Kelleher is also the author of GAA Family Silver, an account of the story behind 101 cups and trophies. Whereas it’s tempting to see the latest work as a companion piece, the author says it has a different emphasis.
“It started off as an exploration of the people after whom the grounds are named and then I started to realise that there was a bigger story here. In many cases they had little or nothing to do with it. I mean, what would Countess Markievicz have to do with a pitch in Sligo?
“I actually have a picture of everyone after whom a ground is named but I extended the pieces on the people who aren’t well known whereas Pearse Stadium got five lines – there’s enough books written about him!
“It’s not a GAA book in my view. It’s a social history of the Ireland of the 1920s and ‘30s, who put their hands in their pockets when they didn’t have a penny? They bought the land without any help from the GAA initially. It’s those people, who are names that nobody knows or at least very few.
“They bought the land, developed the ground over the years and there’s a lovely venue there today. What I wanted to get across was, who bought that land? I call them the frontiersmen, the pioneers of the GAA and no one knows who they are.

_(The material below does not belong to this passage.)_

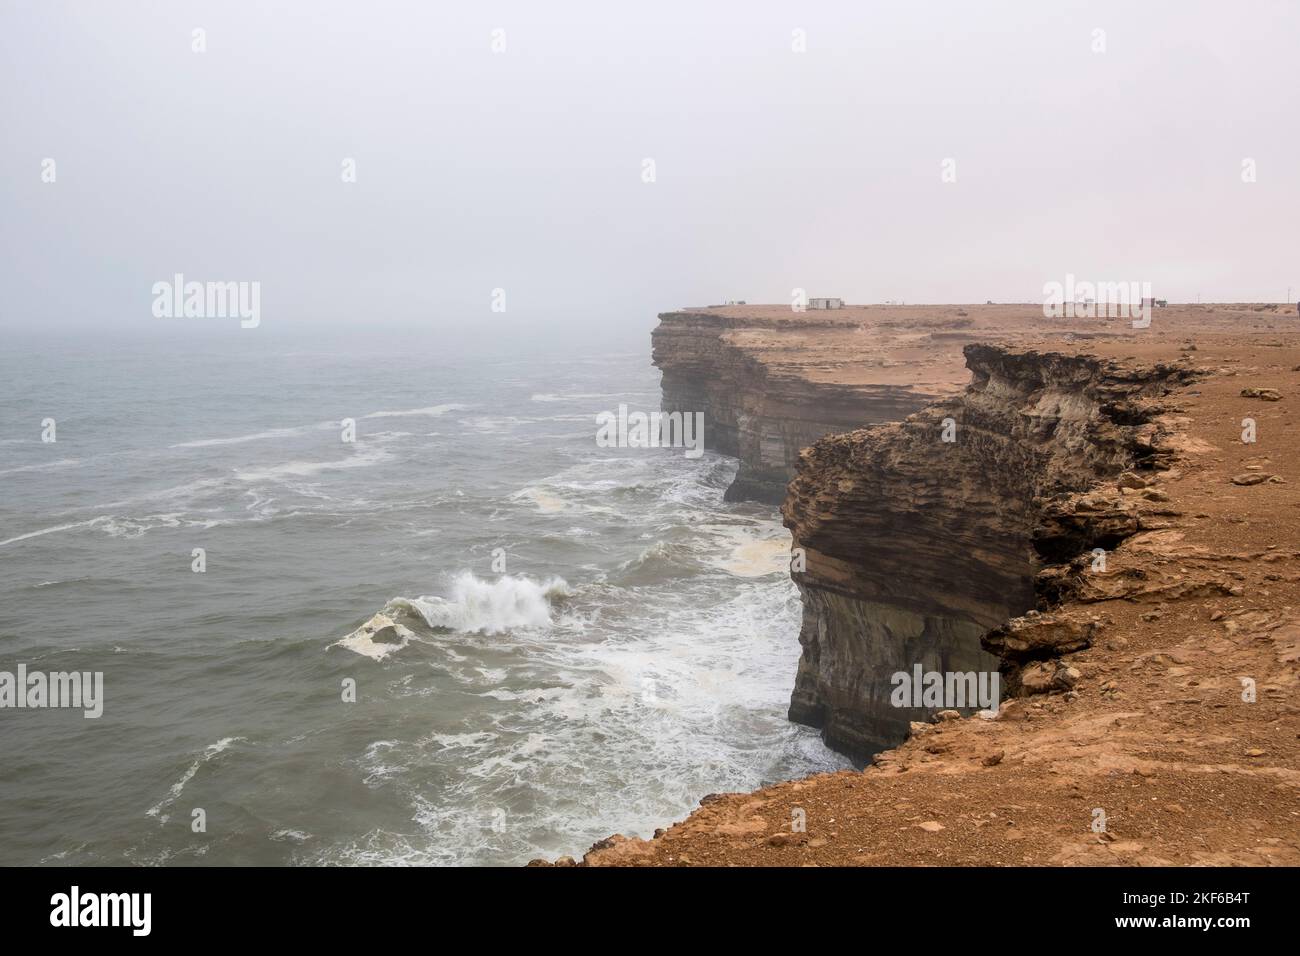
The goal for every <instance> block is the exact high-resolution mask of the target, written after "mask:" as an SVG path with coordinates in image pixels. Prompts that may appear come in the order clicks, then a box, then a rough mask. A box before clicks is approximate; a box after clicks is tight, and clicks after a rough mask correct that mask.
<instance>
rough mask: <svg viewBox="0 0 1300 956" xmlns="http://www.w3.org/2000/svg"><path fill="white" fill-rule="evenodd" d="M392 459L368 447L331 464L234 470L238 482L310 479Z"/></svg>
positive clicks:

“It has been shortlisted for book of the year – for the best Irish published, as opposed to best sports book and I think that’s significant. It’s 101 stories behind the grounds.”
Croke Park is included but Kelleher is more intrigued by how it was acquired rather than the Archbishop of Cashel and first patron of the GAA. A central character is Frank Dineen, a former general secretary of the association who purchased the land that Croke Park now occupies.
“He bought the land with the intention that the GAA might buy it but he had it for four or five years. They were going to buy Elm Park from Lord French out on the southside of Dublin. Frank Dineen offered Jones’s Road for £3,500 - leasehold. I found out that the GAA didn’t actually acquire the freehold interest in Croke Park until 2015.
“Maurice Butterly had bought the original lease in the 1890s but he had a company which bought the lease off him for £13,000 but the company went bust and into liquidation, which is how Dineen picked it up for £3,500. The Munster and Leinster bank had the loan and had to get something back.”
Most of the venues naturally have very local but sometimes exotic stories.
“In Kilmallock in Limerick, Fossett’s Circus came to town and one day the elephant escaped and went walkabout. He came up to the GAA pitch and decided to scratch his arse against the boundary wall and demolished the whole thing!”
* A Place To Play: The people and stories behind 101 GAA Grounds by Humphrey Kelleher is published by Merrion Press and available for €26.99.